1. Berdasarkan ketahanan terhadap proses metamorfosa

Berdasarkan ketahanan terhadap prose metamorfosa ini tekstur batuan metamorf dapat
dibedakan menjadi:
a. Tekstur Relic (sisa)
Tekstur batuan metamorf yang masih menunjukan sisa tekstur batuan asalnya. Penamaannya
dengan memberi awalan blasto (kemudian disambung dengan nama tekstur sisa), misalnya:
tekstur Blastoporfiritik. Penamaan lainnya dengan memberi awalan meta, misalnya
Metasedimen, Metagraywacke, Metavulkanik, dsb.
b. Tekstur Kristaloblastik
Tekstur kristoblastik adalah setiap tekstur yang terbentuk pada saat metamorfosa.
Penamaannya dengan memberi akhiran blastik. Penamaan ini dipakai untuk memberikan
nama tekstur yang terbentuk oleh rekristalisasi proses metamorphosis. Misalnya, tekstur
porfiroblastik, yaitu batuan metamorf yang memperlihatkan tekstur mirip porfiritik pada
batuan beku, tapi tekstur ini betul-betul akibat rekristalisasi metamorfosis.

2. Berdasarkan ukuran butir


Berdasarkan butirnya tekstur batuan metmorf dapat dibedakan menjadi:

Fanerit, bila butiran kristal masih dapat dilihat dengan mata.

Afanitit, bila ukuran butir kristal tidak dapat dilihat dengan mata.

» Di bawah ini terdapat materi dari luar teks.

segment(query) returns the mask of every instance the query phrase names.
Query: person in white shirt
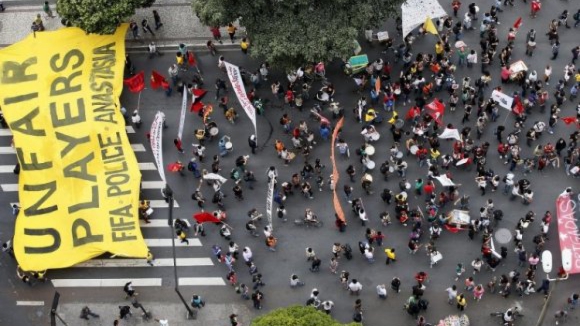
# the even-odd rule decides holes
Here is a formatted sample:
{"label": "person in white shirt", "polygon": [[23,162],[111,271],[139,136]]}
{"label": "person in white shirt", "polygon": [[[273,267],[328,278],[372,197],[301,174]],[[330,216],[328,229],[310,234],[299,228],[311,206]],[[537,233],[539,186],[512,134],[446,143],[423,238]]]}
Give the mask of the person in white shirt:
{"label": "person in white shirt", "polygon": [[348,284],[348,290],[351,294],[359,295],[360,291],[362,291],[362,284],[360,284],[356,279],[353,279]]}
{"label": "person in white shirt", "polygon": [[324,312],[327,315],[330,315],[330,313],[332,311],[332,307],[334,307],[334,302],[332,302],[330,300],[325,300],[324,302],[322,302],[322,310],[324,310]]}
{"label": "person in white shirt", "polygon": [[377,295],[381,299],[387,298],[387,287],[384,284],[377,285]]}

3. Berdasarkan bentuk individu kristal


Bentuk individu kristal pada batuan metamorf dapat dibedakan menjadi:

Euhedral, bila kristal dibatasi oleh bidang permukaan bidang kristal itu sendiri.

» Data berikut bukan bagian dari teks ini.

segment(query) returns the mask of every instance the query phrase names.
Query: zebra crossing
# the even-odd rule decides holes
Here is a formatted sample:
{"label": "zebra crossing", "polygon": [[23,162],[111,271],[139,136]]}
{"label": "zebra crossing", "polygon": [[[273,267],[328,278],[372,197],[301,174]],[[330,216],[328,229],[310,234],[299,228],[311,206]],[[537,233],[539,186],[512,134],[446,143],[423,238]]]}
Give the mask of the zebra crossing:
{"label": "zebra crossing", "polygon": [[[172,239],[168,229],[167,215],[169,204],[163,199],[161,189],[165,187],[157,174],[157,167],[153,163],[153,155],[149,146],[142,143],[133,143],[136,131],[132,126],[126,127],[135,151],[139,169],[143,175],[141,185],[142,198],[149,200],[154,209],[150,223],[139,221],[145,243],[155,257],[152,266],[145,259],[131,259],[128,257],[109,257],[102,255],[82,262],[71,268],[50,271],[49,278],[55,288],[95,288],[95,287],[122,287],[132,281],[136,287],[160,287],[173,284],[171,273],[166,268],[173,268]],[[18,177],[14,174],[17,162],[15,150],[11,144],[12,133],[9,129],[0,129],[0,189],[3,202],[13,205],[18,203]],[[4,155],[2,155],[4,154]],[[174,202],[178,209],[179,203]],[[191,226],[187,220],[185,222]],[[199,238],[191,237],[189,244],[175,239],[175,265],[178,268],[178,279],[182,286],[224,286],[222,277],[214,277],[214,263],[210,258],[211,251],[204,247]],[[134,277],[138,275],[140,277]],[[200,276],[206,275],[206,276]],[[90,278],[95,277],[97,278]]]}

Subhedral, bila kristal dibatasi oleh sebagian bidang permukaannya sendiri dan
sebagian oleh bidang permukaan kristal disekitarnya.

Anhedral, bila kristal dibatasi seluruhnya oleh bidang permukaan kristal lain
disekitarnya.

Berdasarkan bentuk kristal tersebut maka tekstur batuan metamorf dapat dibedakan menjadi:

Idioblastik, apabila mineralnya dibatasi oleh kristal berbentuk euhedral.

Xenoblastik/Hypidioblastik, apabila mineralnya dibatasi oleh kristal berbentuk


anhedral.

4. Berdasarkan Bentuk Mineral


Berdasarkan bentuk mineralnya tekstur batuan metamorf dapat dibedakan menjadi:

Lepidoblastik, apabila mineralnya penyusunnya berbentuk tabular.

Nematoblastik, apabila mineral penyusunnya berbentuk prismatic.

Granoblastik, apabila mineral penyusunnya berbentuk granular, equidimensional,


batas mineralnya bersifat tidak teratur dan umumnya kristalnya berbentuk anhedral.

Granoblastik, apabila mineral penyusunnya berbentuk granular, equidimensional,


batas mineralnya bersifat lebih teratur dan umumnya kristalnya berbentuk anhedral.